I looked around her prayer room and saw a small library that she had built. Those must have been her special books. I saw one book that I had given to my brother-in-law a few years back and wondered if she had read it. I had never heard back from anyone if that book was read or if it meant anything. I just saw it in her prayer room and had to rest with the mystery.
Something else grabbed my eye as I perused her library. There was one lone puzzle sitting on the top of her books. It looked strange to be there, as the puzzle collection was downstairs in the living room. Something seemed special about that puzzle, but I couldn't ask her why. All that was present with me in that room was my memory of her, and maybe some residual energy and breath from her times up here. She came to this room to find her peace. Maybe this puzzle was a picture of that search.
There was no sun to be seen in the picture. Just a possibility of sun to come. A beautiful rainbow arched across the picture against a mountain back drop. She loved the mountains. It was still dark, so the storm may have passed, but left behind a dreariness only broken into by a lone rainbow. And there was the eagle. It wasn't stationed on the dead tree in the foreground, like a depressed soul not able to leave the darkness. No, that eagle had lifted off. With its wings spread, it wasn't waiting for the sun to appear, it needed to fly, it wanted to fly. Maybe the beauty and colours of the rainbow invited it to soar, even in the darkness.
I took the puzzle home with the intent to finish it and have it displayed at the funeral. But that didn't happen. That puzzle took me a month to finish. I think there is poetry in that. Grief takes time. Now I have finished the puzzle and am wondering what to do with it. I wonder if bringing it back to my sister in her prayer room will be the most fitting place for it.

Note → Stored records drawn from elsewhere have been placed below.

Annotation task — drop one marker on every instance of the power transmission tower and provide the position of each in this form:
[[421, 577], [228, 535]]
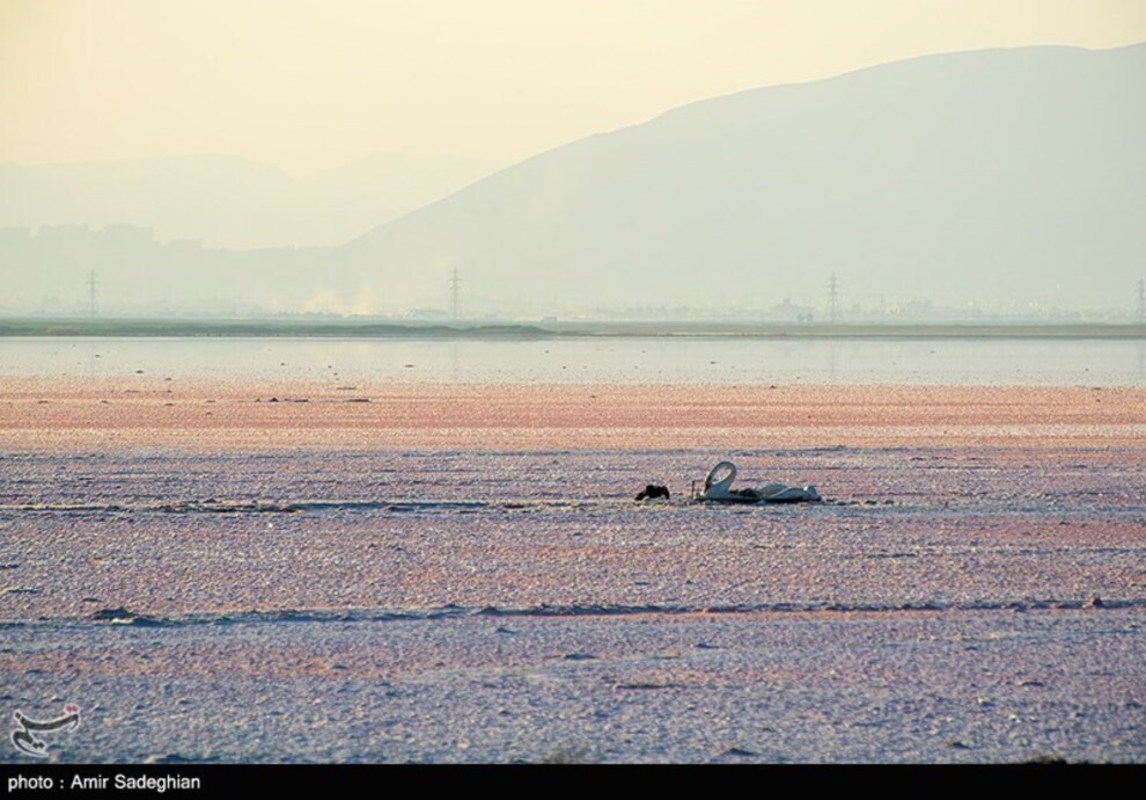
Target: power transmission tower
[[92, 283], [455, 306], [833, 299]]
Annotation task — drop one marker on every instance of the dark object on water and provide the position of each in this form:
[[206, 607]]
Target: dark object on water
[[719, 488], [651, 492]]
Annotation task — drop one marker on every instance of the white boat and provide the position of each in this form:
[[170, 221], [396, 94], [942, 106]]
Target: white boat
[[719, 489]]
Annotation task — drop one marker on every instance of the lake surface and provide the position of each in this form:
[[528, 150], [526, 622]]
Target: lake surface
[[626, 360]]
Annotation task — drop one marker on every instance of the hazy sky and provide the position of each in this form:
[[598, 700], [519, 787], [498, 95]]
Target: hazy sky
[[308, 84]]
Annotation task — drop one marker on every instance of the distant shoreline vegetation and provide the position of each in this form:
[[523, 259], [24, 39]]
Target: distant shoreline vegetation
[[367, 329]]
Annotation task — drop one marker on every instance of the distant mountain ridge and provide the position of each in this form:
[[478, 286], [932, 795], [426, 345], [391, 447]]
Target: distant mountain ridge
[[963, 177], [1010, 179]]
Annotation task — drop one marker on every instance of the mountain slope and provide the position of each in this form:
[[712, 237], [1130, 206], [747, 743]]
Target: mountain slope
[[998, 177]]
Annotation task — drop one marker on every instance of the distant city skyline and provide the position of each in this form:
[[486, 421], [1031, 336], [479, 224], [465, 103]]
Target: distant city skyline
[[309, 87]]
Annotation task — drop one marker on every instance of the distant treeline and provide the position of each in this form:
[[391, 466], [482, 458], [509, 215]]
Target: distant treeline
[[475, 330]]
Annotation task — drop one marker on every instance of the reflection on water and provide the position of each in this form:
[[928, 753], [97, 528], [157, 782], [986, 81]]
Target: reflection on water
[[716, 360]]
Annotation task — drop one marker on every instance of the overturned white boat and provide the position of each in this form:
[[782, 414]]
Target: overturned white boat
[[719, 489]]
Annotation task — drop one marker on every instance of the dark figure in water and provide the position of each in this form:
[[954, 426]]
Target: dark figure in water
[[653, 492]]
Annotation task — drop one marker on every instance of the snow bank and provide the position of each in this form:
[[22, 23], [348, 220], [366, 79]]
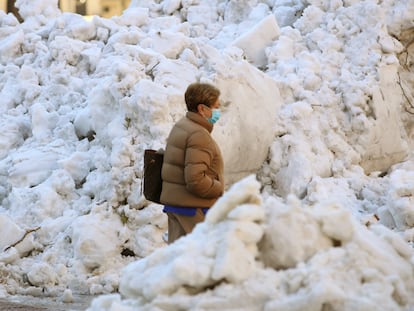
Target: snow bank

I wish I had memories of us puzzling together. I don't. I only have a future that won't include those times together that I longed for. Now I will keep puzzling and find my own peace among the pieces that I assemble.
October 2, 2023
I remembered there was a picture of my sister puzzling with her son and her mother-in-law, but I didn't know what puzzle they were working on. A closer look made me aware that it was indeed "The Eagle of Promise" puzzle. I was overwhelmed with emotion at the idea that these three would be in the picture with that puzzle. These three all died within six and a half years of each other. This is the picture of the darkness of our family. But somehow, someone caught them all on camera working on this puzzle. How precious is that. I miss them all so much.